Les CM1 français sous la moyenne européenne
Avant de savoir si cela est suffisant, il faut tout d'abord savoir si les petits Français sont aussi mauvais que cela en écriture. Et malheureusement… de nombreux professeurs déplorent une baisse du niveau ces dernières années.
D'ailleurs selon Gabriel Attal, près d'un élève sur trois ne sait pas lire ou écrire correctement à son entrée en 6ème. De plus, le niveau d'orthographe a beaucoup baissé. Selon les statistiques du ministère, le nombre moyen d'erreurs sur une même dictée à doublé en 35 ans.
Pourtant, 60 % du temps scolaire est consacré à l'apprentissage des fondamentaux : écrire, parler et compter, ce qui fait de la France le pays de l'OCDE qui y consacre le plus de temps. Mais la stratégie ne paie plus : les performances des enfants en CM1 se situent sous la moyenne des pays d'Europe. Et la France atteint tout juste la moyenne dans le palmarès Pisa, classement référence qui évalue le niveau des élèves de 15 ans.
Alors, s'il faudrait poser la question aux professeurs afin de savoir si la faute incombe au personnel éducatif, on peut tout de même avancer plusieurs hypothèses pour expliquer la situation. D'abord le développement des outils numériques, les ordinateurs parfois dès l'école maternelle, les téléphones portables… Et tout le monde l'a remarqué, en conséquence, on écrit de moins en moins à la main.

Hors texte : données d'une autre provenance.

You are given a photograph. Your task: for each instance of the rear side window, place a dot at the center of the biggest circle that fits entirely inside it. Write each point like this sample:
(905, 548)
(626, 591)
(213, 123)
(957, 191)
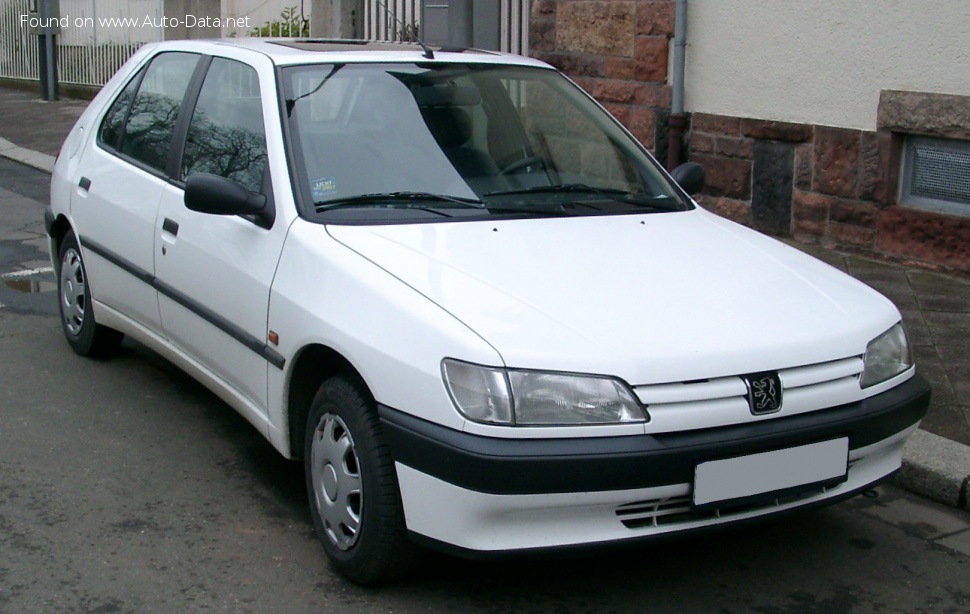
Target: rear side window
(226, 135)
(111, 126)
(151, 121)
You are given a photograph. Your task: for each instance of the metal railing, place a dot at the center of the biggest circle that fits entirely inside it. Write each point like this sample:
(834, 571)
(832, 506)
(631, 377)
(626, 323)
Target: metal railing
(401, 20)
(97, 37)
(18, 47)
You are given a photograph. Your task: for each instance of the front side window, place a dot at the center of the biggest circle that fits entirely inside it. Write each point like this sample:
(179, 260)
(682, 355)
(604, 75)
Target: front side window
(461, 140)
(151, 121)
(226, 135)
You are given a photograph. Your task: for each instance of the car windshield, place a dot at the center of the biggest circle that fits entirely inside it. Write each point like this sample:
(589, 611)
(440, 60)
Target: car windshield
(413, 142)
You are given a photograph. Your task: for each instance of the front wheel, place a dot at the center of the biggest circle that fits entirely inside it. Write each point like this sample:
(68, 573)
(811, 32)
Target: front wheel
(354, 496)
(86, 337)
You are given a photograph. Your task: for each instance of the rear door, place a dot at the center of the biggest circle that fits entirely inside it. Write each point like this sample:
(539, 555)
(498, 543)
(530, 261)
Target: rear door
(118, 186)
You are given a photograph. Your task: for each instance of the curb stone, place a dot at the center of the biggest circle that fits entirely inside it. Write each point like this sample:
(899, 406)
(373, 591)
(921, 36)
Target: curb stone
(936, 468)
(35, 159)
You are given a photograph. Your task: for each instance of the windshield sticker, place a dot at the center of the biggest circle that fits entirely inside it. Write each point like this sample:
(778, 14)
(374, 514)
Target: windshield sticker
(323, 188)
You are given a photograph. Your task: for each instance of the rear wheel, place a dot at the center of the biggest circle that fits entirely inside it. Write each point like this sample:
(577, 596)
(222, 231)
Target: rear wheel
(354, 496)
(86, 337)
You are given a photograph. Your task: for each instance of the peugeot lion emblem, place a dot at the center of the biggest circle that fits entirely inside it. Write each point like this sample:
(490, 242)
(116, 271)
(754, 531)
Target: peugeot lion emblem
(764, 392)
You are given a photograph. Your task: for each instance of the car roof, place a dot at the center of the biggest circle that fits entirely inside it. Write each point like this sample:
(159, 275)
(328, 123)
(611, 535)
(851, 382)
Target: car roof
(287, 51)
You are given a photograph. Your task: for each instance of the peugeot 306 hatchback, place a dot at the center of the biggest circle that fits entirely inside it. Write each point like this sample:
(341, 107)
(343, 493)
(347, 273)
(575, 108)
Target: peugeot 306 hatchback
(476, 308)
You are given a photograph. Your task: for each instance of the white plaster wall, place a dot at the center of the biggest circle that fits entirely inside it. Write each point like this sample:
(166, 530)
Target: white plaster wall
(822, 61)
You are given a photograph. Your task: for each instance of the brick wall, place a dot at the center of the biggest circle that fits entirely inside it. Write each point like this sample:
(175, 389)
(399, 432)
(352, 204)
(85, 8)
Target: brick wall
(615, 50)
(819, 184)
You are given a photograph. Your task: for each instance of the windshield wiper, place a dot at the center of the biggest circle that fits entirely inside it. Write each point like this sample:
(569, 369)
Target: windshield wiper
(657, 202)
(397, 199)
(566, 187)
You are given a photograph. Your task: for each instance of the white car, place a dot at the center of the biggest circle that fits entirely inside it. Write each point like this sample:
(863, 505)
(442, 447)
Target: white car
(470, 301)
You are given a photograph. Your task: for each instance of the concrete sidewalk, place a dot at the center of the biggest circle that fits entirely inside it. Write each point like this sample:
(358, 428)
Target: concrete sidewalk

Des enseignants peu formés...
Le nombre d'heures consacrées à l'apprentissage de la graphie a aussi fondu comme neige au soleil. Une dizaine d'heures par semaine dans les années 60 contre à peine… Deux heures aujourd'hui!
Une situation que déplore Laurence Pierson, graphopédagogue et ancienne professeur des écoles. Plus globalement selon elle, "il y a une réduction du temps scolaire avec 24 heures d'école par semaine avec des classes plus chargées" mais aussi "des missions plus importantes", ce qui fait que l'on "a moins le temps pour certains apprentissages" comme l'écriture manuscrite.
De plus selon la graphopédagogue, "il y a eu une interruption de la chaîne de transmission, les jeunes enseignants actuels n'ont eux-mêmes pas bénéficié d'une éducation à l'écriture manuscrite", ce qui donc ne peut qu'entraîner une dégradation de l'apprentissage de l'écriture aux plus jeunes.
... et des classes surchargées
Du côté des syndicats, on préfère dénoncer les classes surchargées qui provoquent une réelle dégradation des heures de cours données aux élèves.
Le FSU-SNUipp estime en effet que "les conditions d'apprentissage sont dégradées par des effectifs chargés", avec des classes à 30 élèves qui ne permettent pas de travailler en petits groupes. Il faut d'abord comprendre ce qui fait obstacle à l'écriture, a réagi hier la secrétaire générale du principal syndicat de l'enseignement. "Depuis six ans, les injonctions portent sur le décodage en lecture, et pas sur la compréhension. Et pour écrire il faut comprendre", explique Guilaine David.
En tous cas, les auditeurs et internautes de RMC ont tranché dans le vif : pour 90% d'entre eux, l'école n'éduque clairement plus les enfants correctement à l'écriture manuscrite.